Chapter 1 is an introduction and outline and discusses the context: reducing birthrate and increasing longevity, leading to more elderly people dependent on fewer younger people. Chapter 2 employs economic models to explore population growth, age structure, and social expenditure; chapter 3 uses Australia as an example to discuss the effects on projections of assumptions about real spending growth, productivity growth, unemployment, and labour market participation rates; and chapter 4 shows how immigration growth reduces considerably the proportion of elderly people in the population.

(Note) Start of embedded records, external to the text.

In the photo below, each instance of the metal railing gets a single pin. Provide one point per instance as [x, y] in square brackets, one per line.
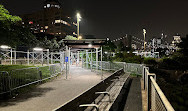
[156, 100]
[106, 65]
[19, 78]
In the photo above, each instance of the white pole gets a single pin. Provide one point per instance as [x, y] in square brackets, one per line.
[42, 57]
[28, 57]
[66, 55]
[82, 59]
[15, 57]
[91, 60]
[69, 61]
[51, 57]
[96, 58]
[48, 56]
[11, 56]
[78, 58]
[87, 59]
[101, 65]
[33, 58]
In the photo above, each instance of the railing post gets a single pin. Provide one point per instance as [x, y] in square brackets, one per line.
[82, 60]
[14, 56]
[149, 90]
[146, 77]
[28, 57]
[48, 56]
[51, 57]
[11, 56]
[96, 58]
[87, 59]
[91, 65]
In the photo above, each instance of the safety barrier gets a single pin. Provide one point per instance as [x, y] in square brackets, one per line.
[156, 100]
[19, 78]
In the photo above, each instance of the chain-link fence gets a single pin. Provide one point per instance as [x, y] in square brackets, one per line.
[132, 68]
[19, 78]
[156, 100]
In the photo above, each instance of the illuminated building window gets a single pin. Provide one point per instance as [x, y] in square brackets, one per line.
[48, 5]
[46, 27]
[57, 6]
[61, 21]
[57, 21]
[31, 22]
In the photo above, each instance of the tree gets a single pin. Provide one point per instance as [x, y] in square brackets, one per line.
[69, 37]
[184, 46]
[12, 33]
[6, 17]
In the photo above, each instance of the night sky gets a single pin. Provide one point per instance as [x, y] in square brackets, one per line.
[115, 18]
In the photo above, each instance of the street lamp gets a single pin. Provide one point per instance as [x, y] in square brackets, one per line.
[37, 49]
[79, 37]
[5, 47]
[78, 25]
[90, 45]
[144, 32]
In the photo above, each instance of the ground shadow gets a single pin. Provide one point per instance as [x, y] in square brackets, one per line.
[36, 92]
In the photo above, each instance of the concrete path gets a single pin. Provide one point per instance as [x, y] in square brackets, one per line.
[51, 95]
[134, 99]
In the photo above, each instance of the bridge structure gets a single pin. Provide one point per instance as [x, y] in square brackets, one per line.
[88, 54]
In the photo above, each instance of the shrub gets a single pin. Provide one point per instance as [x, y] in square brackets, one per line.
[150, 61]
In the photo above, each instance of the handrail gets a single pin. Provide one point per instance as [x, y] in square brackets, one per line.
[165, 101]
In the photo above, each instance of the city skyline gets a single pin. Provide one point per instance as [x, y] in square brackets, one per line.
[116, 19]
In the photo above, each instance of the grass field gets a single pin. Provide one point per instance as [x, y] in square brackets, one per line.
[19, 75]
[8, 68]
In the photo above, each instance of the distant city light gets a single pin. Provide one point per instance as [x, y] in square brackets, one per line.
[80, 37]
[5, 47]
[31, 22]
[90, 45]
[37, 49]
[46, 27]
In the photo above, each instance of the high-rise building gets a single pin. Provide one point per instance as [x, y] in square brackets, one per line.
[50, 20]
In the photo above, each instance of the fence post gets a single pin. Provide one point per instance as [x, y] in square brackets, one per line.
[28, 57]
[149, 90]
[87, 59]
[11, 56]
[33, 58]
[51, 57]
[101, 65]
[15, 57]
[146, 77]
[96, 58]
[91, 65]
[82, 60]
[42, 58]
[48, 56]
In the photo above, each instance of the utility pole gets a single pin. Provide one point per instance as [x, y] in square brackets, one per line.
[144, 32]
[78, 24]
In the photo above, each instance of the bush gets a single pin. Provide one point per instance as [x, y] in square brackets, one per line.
[150, 61]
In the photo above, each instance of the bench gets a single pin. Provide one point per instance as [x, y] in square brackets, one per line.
[106, 99]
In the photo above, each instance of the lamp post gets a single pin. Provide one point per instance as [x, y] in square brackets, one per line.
[144, 32]
[78, 25]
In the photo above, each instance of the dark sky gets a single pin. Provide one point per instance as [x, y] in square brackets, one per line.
[115, 18]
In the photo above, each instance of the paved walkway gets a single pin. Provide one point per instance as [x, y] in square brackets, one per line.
[51, 95]
[134, 99]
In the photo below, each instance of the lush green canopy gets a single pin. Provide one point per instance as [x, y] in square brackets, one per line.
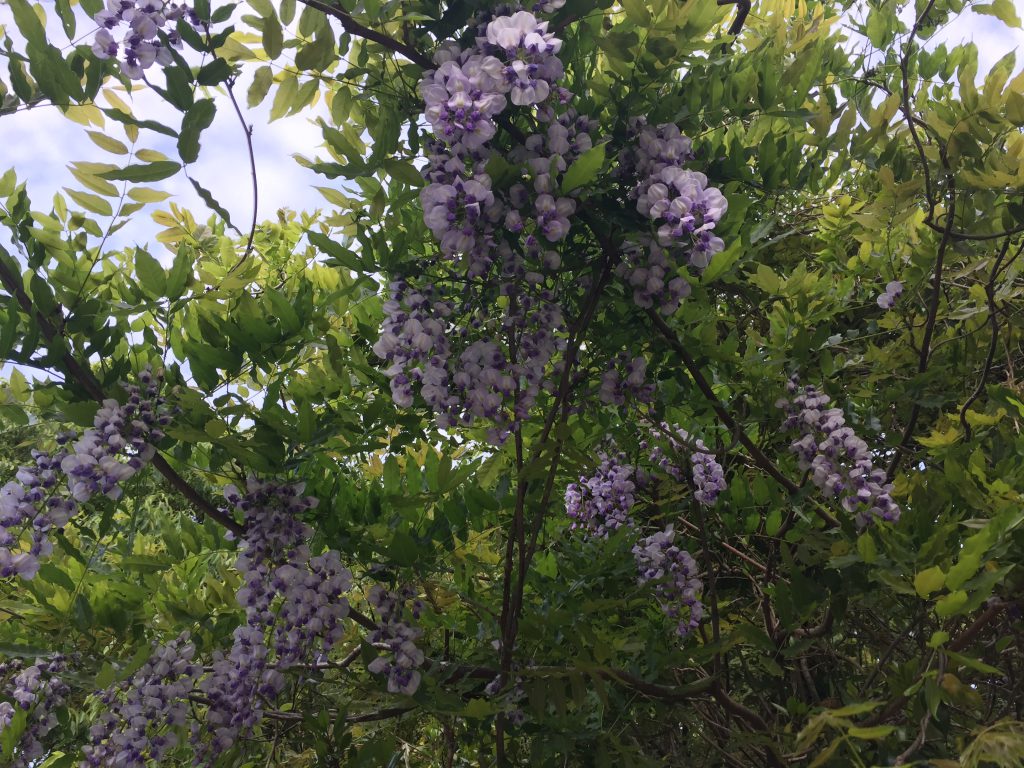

In chapter 5 Creedy begins his discussion of pensions and their financing by studying the variety of options available to governments; chapter 6 compares private savings and social transfers using a complex model which takes account of increasing longevity and changes in labour supply; chapter 7 studies state schemes and the ability to contract out of them; and chapter 8 finds that an earnings-related component creates positive employment incentives and raises average earnings compared to a flat-rate pension, but also that a flat-rate pension scheme can achieve higher social utility curves. Chapter 9 studies the wage-pension trade-off under a variety of pension schemes and discovers a rather complex picture; and chapter 10 begins the author’s discussion of lifetime simulation models and finds that means-tested and universal systems result in similar lifetime inequalities, which means that removing the complexity of means-testing would not create greater inequality. Chapter 11 shows that means-tested state pension systems are a relative disincentive to private pension saving and that a universal scheme would make less optimal the kind of working age behaviour which results in lower retirement incomes. Similarly, chapter 12 finds that a universal pension would make optimal a higher retirement age than does a means-tested pension.

The author’s careful use of relatively simple economic models builds a strong case for a universal pension. Given the importance of pensions in relation to social welfare, employment incentives, savings incentives, tax rates, and much else, it really is essential that the work of the Pensions Commission continues, and equally essential that this book is on its members’ reading list.